Daniel Szymkiewicz przyznał z kolei szczerze, że drużyna USA była za silna i w finale triumfowała zasłużenie. "Amerykanie byli silniejsi fizycznie, szybsi, zwinniejsi nie tylko od nas, ale i od wszystkich innych zespołów. Z drugiej strony popełniliśmy zbyt dużo błędów. Moglibyśmy z nimi wygrać tylko, jeśli zagralibyśmy +mecz życia+" - zauważył.

Amerykańska koszykówka i NBA to wzór dla młodych Polaków. Na następcę Marcina Gortata w zawodowej lidze typowany jest Przemysław Karnowski, który także znalazł się w najlepszej piątce MŚ.

"Jeszcze za wcześnie, by myśleć o NBA. Przede mną dużo pracy" - przyznał skromnie mierzący 212 cm koszykarz.

Po południu ekipę przyjął w Sejmie znany z zamiłowania do koszykówki marszałek Grzegorz Schetyna.

"Spotkaliśmy się dziesięć dni temu z prezesem PZKosz. Romanem Ludwiczukiem i obiecaliśmy zobaczyć się ponownie po udanych mistrzostwach, w większym już gronie. Dziękujemy i prosimy o jeszcze, bowiem dyscypliny zespołowe przynoszą najwięcej radości. Gratuluję wam i waszym trenerom. Podążajcie hiszpańską drogą do sukcesu, oni są potęgą w grach zespołowych" - powiedział Schetyna, nawiązując do triumfu piłkarzy tego kraju w mundialu w RPA.

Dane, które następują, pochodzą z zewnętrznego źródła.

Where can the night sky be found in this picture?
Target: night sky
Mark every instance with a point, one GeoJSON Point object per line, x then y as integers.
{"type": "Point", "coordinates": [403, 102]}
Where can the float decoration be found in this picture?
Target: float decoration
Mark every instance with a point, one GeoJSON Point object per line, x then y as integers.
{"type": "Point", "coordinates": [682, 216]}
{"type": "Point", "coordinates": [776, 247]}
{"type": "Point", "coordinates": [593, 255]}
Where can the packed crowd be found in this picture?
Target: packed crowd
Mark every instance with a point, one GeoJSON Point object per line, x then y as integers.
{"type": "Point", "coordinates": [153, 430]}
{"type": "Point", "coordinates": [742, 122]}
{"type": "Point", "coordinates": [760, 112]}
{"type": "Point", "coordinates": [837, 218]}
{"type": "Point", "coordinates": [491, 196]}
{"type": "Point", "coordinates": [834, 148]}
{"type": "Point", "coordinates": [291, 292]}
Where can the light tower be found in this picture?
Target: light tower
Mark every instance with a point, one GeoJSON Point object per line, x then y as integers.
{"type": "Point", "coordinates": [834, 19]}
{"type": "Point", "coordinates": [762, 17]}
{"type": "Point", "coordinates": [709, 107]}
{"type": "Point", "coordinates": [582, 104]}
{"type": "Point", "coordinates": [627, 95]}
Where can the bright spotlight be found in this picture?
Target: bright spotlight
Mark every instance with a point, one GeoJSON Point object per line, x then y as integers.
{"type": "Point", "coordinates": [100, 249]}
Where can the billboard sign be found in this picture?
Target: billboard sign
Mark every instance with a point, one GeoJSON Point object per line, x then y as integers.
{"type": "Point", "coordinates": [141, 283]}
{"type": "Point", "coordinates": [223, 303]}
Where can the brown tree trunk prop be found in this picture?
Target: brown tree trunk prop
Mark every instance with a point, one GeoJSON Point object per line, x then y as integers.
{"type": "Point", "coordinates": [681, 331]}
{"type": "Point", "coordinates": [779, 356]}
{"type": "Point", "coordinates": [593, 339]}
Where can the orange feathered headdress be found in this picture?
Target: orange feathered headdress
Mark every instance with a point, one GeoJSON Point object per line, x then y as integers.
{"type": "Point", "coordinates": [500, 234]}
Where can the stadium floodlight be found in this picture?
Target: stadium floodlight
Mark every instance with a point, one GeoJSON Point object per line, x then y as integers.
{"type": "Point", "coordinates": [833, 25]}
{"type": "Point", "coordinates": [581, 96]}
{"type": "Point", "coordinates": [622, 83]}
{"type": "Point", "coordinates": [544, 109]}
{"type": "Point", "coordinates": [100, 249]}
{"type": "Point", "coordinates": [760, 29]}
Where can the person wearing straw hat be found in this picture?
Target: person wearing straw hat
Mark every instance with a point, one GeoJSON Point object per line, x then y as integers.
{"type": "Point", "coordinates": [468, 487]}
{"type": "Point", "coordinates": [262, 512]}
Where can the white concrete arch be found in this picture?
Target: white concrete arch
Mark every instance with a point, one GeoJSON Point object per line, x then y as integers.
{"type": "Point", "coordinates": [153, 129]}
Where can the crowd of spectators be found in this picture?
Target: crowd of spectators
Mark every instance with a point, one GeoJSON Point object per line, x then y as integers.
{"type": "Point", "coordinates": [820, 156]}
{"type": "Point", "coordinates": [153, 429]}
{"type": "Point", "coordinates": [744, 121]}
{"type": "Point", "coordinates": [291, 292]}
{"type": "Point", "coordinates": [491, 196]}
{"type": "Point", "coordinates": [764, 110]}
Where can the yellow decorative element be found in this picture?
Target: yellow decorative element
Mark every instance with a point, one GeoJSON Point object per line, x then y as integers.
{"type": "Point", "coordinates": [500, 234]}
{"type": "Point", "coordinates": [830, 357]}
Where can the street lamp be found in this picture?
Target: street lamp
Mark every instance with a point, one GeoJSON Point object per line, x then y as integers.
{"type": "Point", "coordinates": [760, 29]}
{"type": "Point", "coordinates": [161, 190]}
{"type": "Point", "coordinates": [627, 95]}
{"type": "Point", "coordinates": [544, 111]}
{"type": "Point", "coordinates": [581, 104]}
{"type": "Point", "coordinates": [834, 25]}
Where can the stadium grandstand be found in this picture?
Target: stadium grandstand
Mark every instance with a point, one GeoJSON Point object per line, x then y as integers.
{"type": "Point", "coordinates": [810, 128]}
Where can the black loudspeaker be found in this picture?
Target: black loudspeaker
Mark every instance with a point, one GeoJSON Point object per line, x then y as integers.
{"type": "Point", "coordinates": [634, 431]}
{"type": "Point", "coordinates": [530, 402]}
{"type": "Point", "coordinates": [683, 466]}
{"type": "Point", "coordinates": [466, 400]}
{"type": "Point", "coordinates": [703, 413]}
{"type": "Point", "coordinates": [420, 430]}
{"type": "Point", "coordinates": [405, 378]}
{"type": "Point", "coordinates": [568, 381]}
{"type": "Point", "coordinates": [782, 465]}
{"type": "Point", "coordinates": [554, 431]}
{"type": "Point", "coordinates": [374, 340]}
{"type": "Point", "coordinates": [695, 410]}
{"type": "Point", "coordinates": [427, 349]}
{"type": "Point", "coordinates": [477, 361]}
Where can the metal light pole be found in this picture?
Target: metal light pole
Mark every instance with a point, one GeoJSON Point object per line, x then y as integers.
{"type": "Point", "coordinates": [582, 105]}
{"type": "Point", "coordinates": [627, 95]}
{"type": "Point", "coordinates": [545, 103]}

Wsparcie rozwoju koszykówki zapowiedział minister sportu i turystyki Adam Giersz. "Działa już 11 szkół dla utalentowanej koszykarsko młodzieży, a powstają nowe. Dla najlepszych mamy granty. Chcemy żebyście mogli grać i studiować, uczyć się języków obcych" - powiedział.

Przedstawiciele drużyny Mateusz Ponitka i Przemysław Karnowski wręczyli marszałkowi Sejmu oraz ministrowi biało-czerwone piłki z autografami.
za: http://www.sports.pl/Koszykowka/MS-U-17 ... 1,866.html

Cytuj:
Polska wicemistrzem świata. To srebro jest jak złoto
Michał Owczarek, Hamburg
2010-07-11, ostatnia aktualizacja 2010-07-13 15:25

Pokonali Hiszpanię i Litwę, rozbili Niemcy i Serbię, przegrali dopiero z USA. Reprezentacja Polski do lat 17 zdobyła srebrny medal mistrzostw świata w Hamburgu - to największy od lat sukces polskiej koszykówki

W 1993 roku, w którym urodziła się większość koszykarzy ze srebrnej kadry, żeńska reprezentacja do lat 19 z Małgorzatą Dydek w składzie wywalczyła na mistrzostwach świata brąz. Od tamtej pory w młodzieżowej koszykówce medale zdobywały tylko kobiety na mistrzostwach Europy. W 2000 roku kadra U-18 zdobyła brąz na turnieju w Cetniewie, w 2005 roku zespół U-16 w Poznaniu wywalczyła także brąz, a drużyna U-20 z Brna przywiozła srebrne medale.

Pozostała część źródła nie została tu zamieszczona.